Les discours et pratiques des « maîtres » de la postcolonie se trouvent certes critiqués dans quelques-uns des textes ici présentés. Le ronronnement de la rhétorique mondialiste (rationalité économique, déficit zéro, multipartisme et démocratie) est aussi dénoncé. Tout cela arrive couvert du bruit des tragédies humaines et de la souffrance mais aussi de l'exubérance de la vie qui continue malgré tout. L'Afrique ici revisitée est délibérément abordée par les auteurs à partir du bas, sous l'angle des cultures populaires et des contre-pouvoirs qu'elles mettent en place et du point de vue des pratiques des gens ordinaires à qui les diables, les sorciers et les généraux en uniforme semblent faire de moins en moins peur. Les auteurs veulent surtout faire entendre à leurs lecteurs l'écho des tumultes et du chaos qui accompagnent l'élaboration de la modernité en Afrique, des modernités multiples et variées que de larges majorités de populations font surgir dans les différents domaines de la vie collective à travers tout le continent africain.

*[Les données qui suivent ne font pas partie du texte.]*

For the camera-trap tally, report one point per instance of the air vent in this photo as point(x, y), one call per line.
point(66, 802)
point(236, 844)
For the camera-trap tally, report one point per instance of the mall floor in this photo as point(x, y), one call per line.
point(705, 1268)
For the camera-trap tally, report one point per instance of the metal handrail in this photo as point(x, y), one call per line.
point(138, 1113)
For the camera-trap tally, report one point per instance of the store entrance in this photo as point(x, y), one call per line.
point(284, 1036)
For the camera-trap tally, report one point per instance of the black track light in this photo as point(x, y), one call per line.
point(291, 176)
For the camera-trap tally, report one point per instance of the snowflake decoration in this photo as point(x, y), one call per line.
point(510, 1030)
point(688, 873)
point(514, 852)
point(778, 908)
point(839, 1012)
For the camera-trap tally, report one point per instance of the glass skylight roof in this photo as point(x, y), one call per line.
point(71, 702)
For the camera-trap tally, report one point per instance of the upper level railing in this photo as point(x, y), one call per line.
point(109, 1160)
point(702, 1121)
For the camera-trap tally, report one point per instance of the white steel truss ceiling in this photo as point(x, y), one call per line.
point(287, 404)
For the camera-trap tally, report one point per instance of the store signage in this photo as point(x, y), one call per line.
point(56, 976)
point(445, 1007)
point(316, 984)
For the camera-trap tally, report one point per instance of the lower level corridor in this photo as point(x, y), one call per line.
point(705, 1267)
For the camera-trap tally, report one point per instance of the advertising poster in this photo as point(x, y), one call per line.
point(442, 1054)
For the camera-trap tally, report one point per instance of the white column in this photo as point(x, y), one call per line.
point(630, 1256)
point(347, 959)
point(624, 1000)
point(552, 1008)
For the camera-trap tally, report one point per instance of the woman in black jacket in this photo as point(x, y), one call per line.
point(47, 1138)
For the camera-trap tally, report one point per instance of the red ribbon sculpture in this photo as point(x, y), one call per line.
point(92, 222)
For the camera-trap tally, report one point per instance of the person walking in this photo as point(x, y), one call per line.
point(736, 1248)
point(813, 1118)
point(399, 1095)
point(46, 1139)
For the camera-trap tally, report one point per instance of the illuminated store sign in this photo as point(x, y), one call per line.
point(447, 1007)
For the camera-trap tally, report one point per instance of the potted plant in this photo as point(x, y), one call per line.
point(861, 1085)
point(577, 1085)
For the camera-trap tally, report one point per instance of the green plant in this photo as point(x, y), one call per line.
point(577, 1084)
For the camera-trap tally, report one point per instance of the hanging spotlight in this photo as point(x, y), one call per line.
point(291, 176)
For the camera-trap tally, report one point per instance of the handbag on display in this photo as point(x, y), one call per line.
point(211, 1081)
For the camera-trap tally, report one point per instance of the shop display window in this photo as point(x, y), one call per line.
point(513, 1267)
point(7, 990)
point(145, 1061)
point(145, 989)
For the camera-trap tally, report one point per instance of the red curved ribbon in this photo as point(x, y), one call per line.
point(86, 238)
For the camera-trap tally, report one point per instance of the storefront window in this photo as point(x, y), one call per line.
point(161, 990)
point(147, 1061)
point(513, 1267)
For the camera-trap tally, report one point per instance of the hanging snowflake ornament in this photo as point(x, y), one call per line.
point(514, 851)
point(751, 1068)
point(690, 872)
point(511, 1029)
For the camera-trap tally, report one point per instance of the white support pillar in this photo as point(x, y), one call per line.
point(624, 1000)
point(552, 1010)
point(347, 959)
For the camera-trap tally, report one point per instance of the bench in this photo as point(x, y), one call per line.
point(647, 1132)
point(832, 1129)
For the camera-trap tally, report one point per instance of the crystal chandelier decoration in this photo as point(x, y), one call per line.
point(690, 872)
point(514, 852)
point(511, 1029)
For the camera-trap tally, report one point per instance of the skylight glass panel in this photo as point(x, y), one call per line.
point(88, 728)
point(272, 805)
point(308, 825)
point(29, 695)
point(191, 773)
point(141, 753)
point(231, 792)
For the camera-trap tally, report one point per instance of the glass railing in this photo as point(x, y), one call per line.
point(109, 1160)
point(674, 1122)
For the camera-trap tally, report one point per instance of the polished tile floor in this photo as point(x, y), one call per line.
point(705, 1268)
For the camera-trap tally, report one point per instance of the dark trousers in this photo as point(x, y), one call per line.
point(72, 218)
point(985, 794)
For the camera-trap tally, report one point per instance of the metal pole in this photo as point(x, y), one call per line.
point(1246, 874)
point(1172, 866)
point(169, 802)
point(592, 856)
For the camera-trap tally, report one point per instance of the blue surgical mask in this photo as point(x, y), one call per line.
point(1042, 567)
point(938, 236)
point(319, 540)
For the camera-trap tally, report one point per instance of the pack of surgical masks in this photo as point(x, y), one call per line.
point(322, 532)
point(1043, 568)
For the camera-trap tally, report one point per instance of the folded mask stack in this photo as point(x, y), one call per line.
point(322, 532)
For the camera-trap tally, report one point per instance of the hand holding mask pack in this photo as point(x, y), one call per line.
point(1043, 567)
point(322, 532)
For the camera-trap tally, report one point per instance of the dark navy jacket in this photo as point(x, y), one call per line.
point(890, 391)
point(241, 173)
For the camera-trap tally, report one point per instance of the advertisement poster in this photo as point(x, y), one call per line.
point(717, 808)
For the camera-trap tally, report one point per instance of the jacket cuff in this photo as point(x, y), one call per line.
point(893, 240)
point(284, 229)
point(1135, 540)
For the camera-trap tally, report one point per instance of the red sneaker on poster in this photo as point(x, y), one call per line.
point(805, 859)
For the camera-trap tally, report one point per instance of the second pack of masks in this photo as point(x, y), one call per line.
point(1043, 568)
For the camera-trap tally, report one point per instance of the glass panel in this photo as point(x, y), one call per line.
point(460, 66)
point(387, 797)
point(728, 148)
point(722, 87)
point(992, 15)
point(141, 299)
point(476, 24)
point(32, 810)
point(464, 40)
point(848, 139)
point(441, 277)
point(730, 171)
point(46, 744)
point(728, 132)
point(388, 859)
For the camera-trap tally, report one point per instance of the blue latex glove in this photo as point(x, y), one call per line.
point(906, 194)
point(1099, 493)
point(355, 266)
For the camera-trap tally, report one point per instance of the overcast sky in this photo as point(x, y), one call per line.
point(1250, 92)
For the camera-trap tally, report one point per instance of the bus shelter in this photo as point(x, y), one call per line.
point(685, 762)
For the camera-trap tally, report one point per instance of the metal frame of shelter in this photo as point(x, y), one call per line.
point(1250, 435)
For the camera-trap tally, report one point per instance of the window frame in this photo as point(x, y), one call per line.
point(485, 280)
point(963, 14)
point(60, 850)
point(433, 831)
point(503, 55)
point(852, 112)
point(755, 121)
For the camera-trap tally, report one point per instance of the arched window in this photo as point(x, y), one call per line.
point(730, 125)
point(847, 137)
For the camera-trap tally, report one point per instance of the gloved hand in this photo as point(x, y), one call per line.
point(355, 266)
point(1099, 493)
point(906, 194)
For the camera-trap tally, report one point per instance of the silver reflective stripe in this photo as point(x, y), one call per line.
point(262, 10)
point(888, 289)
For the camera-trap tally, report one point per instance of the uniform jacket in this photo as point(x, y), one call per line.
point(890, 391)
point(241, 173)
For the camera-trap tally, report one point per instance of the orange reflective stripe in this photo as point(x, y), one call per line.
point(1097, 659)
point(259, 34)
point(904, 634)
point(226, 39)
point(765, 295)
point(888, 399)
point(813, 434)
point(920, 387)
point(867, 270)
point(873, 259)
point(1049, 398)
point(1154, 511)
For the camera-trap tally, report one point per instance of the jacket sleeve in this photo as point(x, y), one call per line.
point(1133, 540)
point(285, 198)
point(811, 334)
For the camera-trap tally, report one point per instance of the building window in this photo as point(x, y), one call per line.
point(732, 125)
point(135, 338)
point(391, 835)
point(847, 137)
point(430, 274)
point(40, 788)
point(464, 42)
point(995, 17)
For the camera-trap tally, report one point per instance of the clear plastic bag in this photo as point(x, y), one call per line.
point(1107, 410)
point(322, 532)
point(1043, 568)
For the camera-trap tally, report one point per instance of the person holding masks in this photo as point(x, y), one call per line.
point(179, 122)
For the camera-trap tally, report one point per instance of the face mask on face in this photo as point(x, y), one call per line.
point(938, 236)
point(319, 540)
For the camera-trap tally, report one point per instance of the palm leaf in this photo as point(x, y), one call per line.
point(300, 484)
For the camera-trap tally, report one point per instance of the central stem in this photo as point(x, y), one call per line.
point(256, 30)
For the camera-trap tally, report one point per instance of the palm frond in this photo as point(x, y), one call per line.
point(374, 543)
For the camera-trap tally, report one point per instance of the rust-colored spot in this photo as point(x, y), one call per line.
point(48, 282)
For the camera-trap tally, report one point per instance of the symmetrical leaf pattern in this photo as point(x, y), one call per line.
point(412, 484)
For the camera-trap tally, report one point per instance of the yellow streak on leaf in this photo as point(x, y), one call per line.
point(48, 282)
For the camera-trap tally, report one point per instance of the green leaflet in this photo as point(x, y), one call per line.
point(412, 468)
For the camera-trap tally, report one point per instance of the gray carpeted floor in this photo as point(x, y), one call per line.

L'Afrique dont il est question dans ce numéro est noire, sub-saharienne, disait-on dans la littérature ethnographique et historiographique classique, et nubienne selon l'expression de Cheikh Anta Diop. L'unité qu'on lui présuppose relève d'un fonds panafricain commun (non pas à la manière de Kwame Nkrumah) ou d'une africanité partagée par un vaste ensemble de peuples africains qui sont tous héritiers, à un titre ou l'autre, des anciens royaumes nubiens du Haut-Nil. La thèse de l'historien sénégalais est trop connue pour qu'il soit nécessaire de s'y attarder. Son Afrique nubienne est peut-être un mythe, mais là n'est pas la question qu'il nous faut ici débattre. En prêtant une unité à l'Afrique nubienne, Cheikh Anta Diop a fait communiquer les parties d'un vaste continent découpé par la Conférence de Berlin, fractionné par les puissances colonisatrices et leur bibliothèque scientifique, ainsi que sa mise en pièce durant les temps de la postcolonie. « La confidentialité de ses histoires et dynamiques reflète, a écrit Copans, l'absence de dialogue culturel et politique, pacifique et public, entre tous les protagonistes de cette histoire » (1990 : 307). En l'appelant nubienne, Mémel Fôté (1990 : 263) l'a rappelé, Cheikh Anta Diop l'a déracialisée et l'a déphysicalisée pour mieux souligner la multiplicité des sociétés et cultures qui composent l'Afrique et ses réalités déroutantes.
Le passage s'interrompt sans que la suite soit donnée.